На другой день, к восьми часам вечера в одну из зал «общества поощрения искусств» собрались все актеры и актрисы и открывали первое заседание комитета, в руки которого, как нам известно, Величковский передал свою власть.
Не было только Крюковской.
– Ну, слава Богу, дождались наконец-то. Сами гораздо лучше справимся, – начал Петров-Курский. – Садитесь, господа!
Все уселись за стол, покрытый зеленым сукном.
– Мы такую пьесу поставим, что прелесть! Вот что я думаю: поставим мы первый раз «Расточителя», – продолжал он.
– Сбору не даст! – отрезал Бабочкин.
– Конечно, два с полтиной будет. Вы лучше поставьте «Каширскую старину», – вмешалась Щепетович.
– В самом деле, поставьте, я отлично Марьицу сыграю! – вставила Дудкина.

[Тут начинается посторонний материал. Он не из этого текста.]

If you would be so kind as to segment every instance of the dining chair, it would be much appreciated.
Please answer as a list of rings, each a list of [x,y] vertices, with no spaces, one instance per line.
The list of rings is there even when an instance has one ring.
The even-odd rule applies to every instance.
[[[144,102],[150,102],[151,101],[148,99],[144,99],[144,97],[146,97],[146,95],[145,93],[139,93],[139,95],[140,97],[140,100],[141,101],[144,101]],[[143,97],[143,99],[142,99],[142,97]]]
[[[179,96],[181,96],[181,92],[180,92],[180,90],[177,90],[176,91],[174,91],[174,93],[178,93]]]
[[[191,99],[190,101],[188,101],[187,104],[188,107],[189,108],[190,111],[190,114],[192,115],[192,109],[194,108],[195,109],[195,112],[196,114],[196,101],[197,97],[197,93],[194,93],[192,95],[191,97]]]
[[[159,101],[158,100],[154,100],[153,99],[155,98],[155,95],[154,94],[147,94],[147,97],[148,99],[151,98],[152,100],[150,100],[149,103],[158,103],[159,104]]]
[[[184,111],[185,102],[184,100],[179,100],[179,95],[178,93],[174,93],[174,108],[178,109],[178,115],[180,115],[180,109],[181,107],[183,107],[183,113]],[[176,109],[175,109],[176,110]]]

– Это моя роль. Какая же вы Марьица? – накинулась на нее Лариса Алексеевна.
– Вы хотите все роли только себе забрать! – огрызнулась Анфиса Львовна.
– Неправда, не потому, но вы для драмы устарели.
– Как я устарела? Я, по крайней мере, опытная актриса, а вам только кокоток играть. Разве вы на что-нибудь другое годитесь?
– Что? – вскочила с места Щепетович. – Да что же это такое, господа? Меня оскорбляют, а вы молчите, – обратилась она ко всем.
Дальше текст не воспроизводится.